Personal information
- Full name: Ian Gordon
- Born: 11 February 1933
- Died: 25 January 2024 (aged 90)
- Original team: Golden Point
- Height: 173 cm (5 ft 8 in)
- Weight: 78 kg (172 lb)

Playing career^{1}
- Years: Club / Games (Goals)
- 1957: St Kilda / 1 (0)
- ^{1} Playing statistics correct to the end of 1957.

= Ian Gordon (footballer) =

Australian rules footballer

Ian Gordon (11 February 1933 – 25 January 2024) was an Australian rules footballer who played with St Kilda in the Victorian Football League (VFL).
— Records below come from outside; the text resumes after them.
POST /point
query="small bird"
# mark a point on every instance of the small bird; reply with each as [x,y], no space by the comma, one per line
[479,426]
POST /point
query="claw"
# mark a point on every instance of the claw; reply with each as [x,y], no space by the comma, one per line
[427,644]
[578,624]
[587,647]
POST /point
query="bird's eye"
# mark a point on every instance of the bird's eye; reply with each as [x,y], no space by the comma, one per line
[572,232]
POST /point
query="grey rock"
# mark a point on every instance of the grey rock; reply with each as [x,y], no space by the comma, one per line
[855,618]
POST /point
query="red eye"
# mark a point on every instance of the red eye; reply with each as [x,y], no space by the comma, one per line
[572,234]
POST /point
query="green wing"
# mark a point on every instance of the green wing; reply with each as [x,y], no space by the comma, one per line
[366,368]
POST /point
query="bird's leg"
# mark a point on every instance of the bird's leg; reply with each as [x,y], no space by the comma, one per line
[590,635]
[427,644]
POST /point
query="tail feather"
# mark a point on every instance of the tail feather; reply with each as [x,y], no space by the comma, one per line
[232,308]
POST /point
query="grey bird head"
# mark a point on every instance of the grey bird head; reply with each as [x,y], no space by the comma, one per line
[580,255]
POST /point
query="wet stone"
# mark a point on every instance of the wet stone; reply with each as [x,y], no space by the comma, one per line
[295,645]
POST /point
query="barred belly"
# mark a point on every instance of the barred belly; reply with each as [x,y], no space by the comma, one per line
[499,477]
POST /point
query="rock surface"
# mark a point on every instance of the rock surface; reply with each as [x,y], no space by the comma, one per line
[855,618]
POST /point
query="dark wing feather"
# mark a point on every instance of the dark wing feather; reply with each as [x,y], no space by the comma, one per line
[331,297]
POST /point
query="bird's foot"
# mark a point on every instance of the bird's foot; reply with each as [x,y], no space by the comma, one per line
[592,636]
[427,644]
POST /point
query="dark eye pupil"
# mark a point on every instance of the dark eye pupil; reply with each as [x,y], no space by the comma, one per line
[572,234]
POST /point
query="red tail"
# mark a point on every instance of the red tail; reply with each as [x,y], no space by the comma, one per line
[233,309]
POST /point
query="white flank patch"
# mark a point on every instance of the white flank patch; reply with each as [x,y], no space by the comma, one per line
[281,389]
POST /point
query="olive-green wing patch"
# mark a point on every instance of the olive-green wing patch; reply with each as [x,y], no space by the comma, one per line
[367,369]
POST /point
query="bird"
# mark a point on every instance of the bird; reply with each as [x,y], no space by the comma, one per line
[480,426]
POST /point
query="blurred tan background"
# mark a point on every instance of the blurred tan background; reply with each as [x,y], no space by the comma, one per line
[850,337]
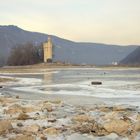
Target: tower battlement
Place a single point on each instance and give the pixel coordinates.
(48, 52)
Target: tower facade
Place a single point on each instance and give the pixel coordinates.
(48, 51)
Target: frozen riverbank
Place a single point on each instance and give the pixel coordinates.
(63, 104)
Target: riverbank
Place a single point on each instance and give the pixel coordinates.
(54, 119)
(65, 117)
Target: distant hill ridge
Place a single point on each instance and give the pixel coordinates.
(65, 50)
(133, 58)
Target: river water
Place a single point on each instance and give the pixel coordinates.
(119, 86)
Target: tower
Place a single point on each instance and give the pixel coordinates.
(48, 53)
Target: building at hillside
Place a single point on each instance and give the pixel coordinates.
(48, 51)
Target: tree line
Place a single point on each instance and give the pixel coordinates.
(25, 54)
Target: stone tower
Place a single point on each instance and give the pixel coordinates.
(48, 53)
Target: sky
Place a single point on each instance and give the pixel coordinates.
(100, 21)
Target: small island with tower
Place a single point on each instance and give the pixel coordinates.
(48, 51)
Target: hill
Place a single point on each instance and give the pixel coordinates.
(133, 58)
(64, 50)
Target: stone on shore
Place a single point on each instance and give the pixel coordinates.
(81, 118)
(18, 109)
(23, 137)
(5, 125)
(23, 116)
(117, 126)
(32, 128)
(96, 83)
(51, 131)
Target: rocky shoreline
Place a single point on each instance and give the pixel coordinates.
(53, 119)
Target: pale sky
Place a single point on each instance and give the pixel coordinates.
(102, 21)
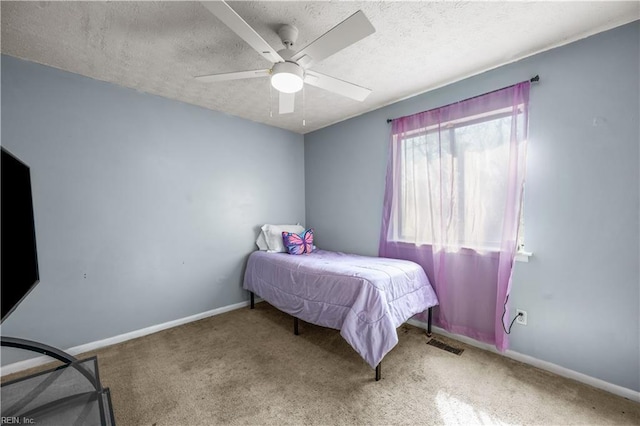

A half back flanker, Gordon started his career playing for Golden Point in the Ballarat Football League. He joined St Kilda in 1956 but didn't debut until the 1957 VFL season, when he appeared in St Kilda's round two loss to Footscray at Western Oval. It would be his only senior game for St Kilda.

Gordon then played with Port Melbourne in 1958. He returned to Golden Point in 1959 and won that year's Henderson Medal before transferring to South Australian National Football League (SANFL) club Norwood for the 1960 SANFL season, playing in Norwood's unsuccessful Grand Final that year.